Hi, I’m trying to trace an application with multiple CUDA streams. Running with the command line
mpirun -np xx ... nsys profile -t cuda, mpi ./app
gives me the following warning in the output file:
WARNING: Device-side CUDA Event completion trace is currently enabled.
This may increase runtime overhead and the likelihood of false
dependencies across CUDA Streams. If you wish to avoid this, please
disable the feature with --cuda-event-trace=false.
What does device-side event completion mean and why would this cause false dependencies across streams?
I already notice a very large difference in runtime when traced with this feature enabled.

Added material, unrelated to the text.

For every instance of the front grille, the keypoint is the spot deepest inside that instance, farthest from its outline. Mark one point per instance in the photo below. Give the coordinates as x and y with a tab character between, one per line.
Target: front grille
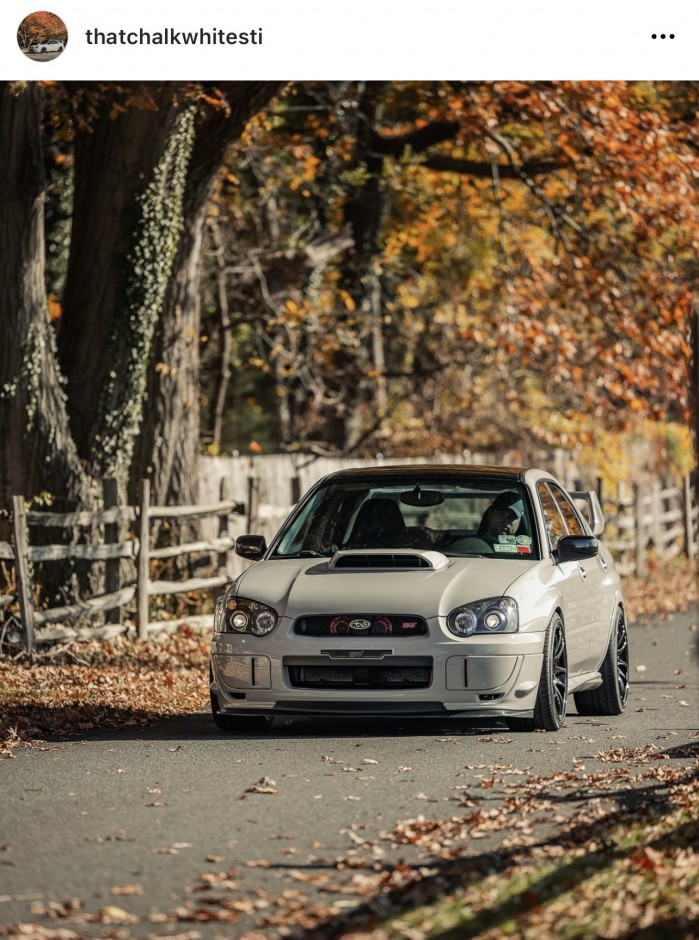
354	625
360	677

Hi @souza, the “device-side event completion trace” is related to the cudaEventRecord() calls. When cudaEventRecord() is called, you are recording a CUDA stream into an event. This trace feature just captures when all the recorded work finishes running on the stream (a.k.a. CUDA event completion), and will show a marker on the stream row corresponding to that.
The underlying trace mechanism is similar to what is used for CUDA Event’s own timing functionality, i.e. when cudaEventDisableTiming is NOT disabled at cudaEventCreate(). This mechanism can sometimes cause false dependency among CUDA streams.
If you noticed significant runtime change with it enabled, please disable the feature with --cuda-event-trace=false.